Away from the everyday, away from the daily grind, perhaps away from ourselves, for a while. To what? Or whom? Perhaps we don’t know. Towards something else; that’s what matters.

How to live your life, and for whom? It’s a universal question, but as the years pile up I often think that it’s extra complicated for women. Historically, we live in emancipated times: in Sweden, women are free to do whatever they want with their lives. Having said that, being a woman means constantly navigating the intricate system of norms and expectations that permeate the time in which we live. Breaking the norms has become the norm, but you have to keep an ear to the ground to know which norms we are talking about. Sexual liberty has been sanctioned by our contemporary age, but certain types of sexuality are regarded as more liberated than others. Hypocrisy and prudery are still present in the public discussion, even though Sweden is one the most secular countries in the world. Can you live only for your own sake? Only for someone else’s sake? What are you allowed to desire? By whom are you allowed to want to be desired? What does it mean to be a good mother? What kind of life is considered compatible with motherhood?

Happiness, as it is presented in lifestyle magazines, weekend supplements and on Facebook, almost always looks identical. In this liberated age there are no musts. Still, many people choose exactly the same things.

It is easy to believe that some free choices are freer than others.

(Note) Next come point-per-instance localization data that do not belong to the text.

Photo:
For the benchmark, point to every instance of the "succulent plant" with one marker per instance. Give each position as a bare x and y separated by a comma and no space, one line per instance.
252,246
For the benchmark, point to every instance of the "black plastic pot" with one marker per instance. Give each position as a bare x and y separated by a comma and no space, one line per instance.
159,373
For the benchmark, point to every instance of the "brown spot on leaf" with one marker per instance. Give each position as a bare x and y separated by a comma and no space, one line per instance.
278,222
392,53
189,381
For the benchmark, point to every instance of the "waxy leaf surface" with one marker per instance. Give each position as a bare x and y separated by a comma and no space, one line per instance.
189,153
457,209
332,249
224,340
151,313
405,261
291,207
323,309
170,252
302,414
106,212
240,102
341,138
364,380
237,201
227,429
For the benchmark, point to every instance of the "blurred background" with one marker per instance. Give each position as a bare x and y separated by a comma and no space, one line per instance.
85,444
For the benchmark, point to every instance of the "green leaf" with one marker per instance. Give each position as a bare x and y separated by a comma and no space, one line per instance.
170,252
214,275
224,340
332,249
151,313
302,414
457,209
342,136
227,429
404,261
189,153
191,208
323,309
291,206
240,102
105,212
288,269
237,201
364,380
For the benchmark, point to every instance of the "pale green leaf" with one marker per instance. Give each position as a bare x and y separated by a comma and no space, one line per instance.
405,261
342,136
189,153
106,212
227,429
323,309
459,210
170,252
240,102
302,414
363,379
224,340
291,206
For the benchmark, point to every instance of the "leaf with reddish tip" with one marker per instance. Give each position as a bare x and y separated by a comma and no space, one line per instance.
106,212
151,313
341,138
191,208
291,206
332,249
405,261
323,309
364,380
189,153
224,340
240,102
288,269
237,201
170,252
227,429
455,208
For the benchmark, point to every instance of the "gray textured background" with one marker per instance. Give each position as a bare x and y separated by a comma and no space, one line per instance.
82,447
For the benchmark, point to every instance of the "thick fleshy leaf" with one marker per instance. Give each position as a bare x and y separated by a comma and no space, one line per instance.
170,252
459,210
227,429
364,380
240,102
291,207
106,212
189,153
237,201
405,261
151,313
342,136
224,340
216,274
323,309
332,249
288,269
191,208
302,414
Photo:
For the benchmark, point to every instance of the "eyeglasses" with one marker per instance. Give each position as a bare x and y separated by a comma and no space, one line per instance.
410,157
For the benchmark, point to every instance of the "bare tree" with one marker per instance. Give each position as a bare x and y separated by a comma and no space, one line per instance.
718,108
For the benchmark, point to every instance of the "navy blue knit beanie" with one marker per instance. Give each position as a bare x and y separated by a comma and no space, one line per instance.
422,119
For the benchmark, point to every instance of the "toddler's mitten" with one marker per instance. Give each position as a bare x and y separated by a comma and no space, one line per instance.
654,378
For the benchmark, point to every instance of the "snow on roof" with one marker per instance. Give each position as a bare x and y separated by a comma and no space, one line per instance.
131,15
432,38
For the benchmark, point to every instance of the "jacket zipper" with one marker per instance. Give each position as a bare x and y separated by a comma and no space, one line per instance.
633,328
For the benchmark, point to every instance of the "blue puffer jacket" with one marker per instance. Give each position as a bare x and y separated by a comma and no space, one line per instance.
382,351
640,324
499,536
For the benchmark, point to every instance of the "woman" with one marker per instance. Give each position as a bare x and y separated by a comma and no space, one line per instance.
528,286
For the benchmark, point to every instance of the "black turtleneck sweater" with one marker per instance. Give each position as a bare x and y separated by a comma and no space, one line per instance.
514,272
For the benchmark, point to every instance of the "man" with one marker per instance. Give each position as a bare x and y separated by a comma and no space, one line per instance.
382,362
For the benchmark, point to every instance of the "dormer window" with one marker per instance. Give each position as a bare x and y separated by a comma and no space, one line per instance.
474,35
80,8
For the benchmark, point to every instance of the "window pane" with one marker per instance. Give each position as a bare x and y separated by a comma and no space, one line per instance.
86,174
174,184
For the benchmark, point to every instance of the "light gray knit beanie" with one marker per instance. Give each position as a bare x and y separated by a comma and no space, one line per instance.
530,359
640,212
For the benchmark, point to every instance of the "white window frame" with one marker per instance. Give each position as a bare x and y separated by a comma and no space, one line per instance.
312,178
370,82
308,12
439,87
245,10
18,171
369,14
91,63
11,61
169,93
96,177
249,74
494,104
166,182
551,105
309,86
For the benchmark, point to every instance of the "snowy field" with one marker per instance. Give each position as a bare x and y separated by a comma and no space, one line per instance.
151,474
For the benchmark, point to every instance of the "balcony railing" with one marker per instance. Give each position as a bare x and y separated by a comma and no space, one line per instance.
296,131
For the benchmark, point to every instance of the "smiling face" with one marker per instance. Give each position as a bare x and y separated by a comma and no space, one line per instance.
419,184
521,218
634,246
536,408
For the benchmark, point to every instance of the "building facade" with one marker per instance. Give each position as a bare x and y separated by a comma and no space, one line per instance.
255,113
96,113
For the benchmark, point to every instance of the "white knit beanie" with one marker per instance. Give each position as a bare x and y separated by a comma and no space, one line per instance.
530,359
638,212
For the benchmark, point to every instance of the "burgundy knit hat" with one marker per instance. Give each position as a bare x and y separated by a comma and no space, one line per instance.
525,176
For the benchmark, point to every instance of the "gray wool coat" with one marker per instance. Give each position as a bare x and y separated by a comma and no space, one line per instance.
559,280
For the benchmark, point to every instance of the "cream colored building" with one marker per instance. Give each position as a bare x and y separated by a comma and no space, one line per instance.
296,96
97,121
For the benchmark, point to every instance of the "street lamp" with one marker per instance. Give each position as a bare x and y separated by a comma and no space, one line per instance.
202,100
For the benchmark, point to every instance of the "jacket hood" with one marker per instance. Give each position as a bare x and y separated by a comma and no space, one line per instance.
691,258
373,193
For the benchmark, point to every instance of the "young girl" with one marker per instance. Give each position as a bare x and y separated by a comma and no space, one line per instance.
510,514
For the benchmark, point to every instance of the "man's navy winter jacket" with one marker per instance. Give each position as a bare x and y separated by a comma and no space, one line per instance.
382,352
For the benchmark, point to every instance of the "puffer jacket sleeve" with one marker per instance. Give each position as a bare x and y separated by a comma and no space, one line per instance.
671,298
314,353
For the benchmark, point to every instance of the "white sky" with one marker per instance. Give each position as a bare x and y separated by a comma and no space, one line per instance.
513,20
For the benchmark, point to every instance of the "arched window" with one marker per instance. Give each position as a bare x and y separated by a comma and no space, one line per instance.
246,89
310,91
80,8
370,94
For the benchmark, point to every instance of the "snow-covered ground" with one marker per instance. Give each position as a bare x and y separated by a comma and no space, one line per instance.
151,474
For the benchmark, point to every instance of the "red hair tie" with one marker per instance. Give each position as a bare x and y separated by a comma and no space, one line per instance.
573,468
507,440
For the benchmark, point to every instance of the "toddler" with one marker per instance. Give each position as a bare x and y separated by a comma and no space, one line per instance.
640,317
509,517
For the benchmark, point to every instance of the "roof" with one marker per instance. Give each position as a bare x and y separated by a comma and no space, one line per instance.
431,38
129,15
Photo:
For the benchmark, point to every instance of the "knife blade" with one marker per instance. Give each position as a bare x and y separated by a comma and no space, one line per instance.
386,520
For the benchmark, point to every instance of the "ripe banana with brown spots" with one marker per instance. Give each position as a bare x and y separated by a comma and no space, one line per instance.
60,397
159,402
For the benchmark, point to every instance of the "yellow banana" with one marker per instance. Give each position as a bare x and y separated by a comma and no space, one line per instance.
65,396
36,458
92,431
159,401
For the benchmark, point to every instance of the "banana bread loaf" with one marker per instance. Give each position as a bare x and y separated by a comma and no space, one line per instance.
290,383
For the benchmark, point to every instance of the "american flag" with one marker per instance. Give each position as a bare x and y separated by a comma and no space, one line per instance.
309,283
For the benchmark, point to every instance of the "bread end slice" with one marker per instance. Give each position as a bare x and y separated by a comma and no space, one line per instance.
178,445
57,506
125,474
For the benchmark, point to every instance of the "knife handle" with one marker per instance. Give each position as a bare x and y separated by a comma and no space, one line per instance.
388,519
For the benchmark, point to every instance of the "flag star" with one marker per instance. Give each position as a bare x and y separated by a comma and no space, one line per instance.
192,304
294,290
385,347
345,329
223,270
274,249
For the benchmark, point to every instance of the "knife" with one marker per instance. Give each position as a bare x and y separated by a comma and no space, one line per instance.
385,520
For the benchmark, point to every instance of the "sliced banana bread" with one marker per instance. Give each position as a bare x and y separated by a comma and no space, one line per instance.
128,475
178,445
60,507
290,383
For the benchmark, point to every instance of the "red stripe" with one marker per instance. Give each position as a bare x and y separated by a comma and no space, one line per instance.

The title of Monika Macdonald’s exhibition, In Absence, can be read in different ways. It may be about a non-negative absence, where that which is absent is not necessarily something one misses. It may even harbor something good: People can grow stronger and clearer in the absence of something, as when you chop down an old spruce and the vegetation around it receives more light and nutrition and a new chance to bloom.

And it may be about a very real sense of loss. About grief and longing.

I imagine that the women in Monika Macdonald’s photographs are located in a borderland between freedom and loneliness, a place you easily end up in when you begin to explore life’s endless possibilities. Several of the women are mothers, and I don’t think they would be happy to be labelled only as such. They would not consider “mother” to be a complete identity.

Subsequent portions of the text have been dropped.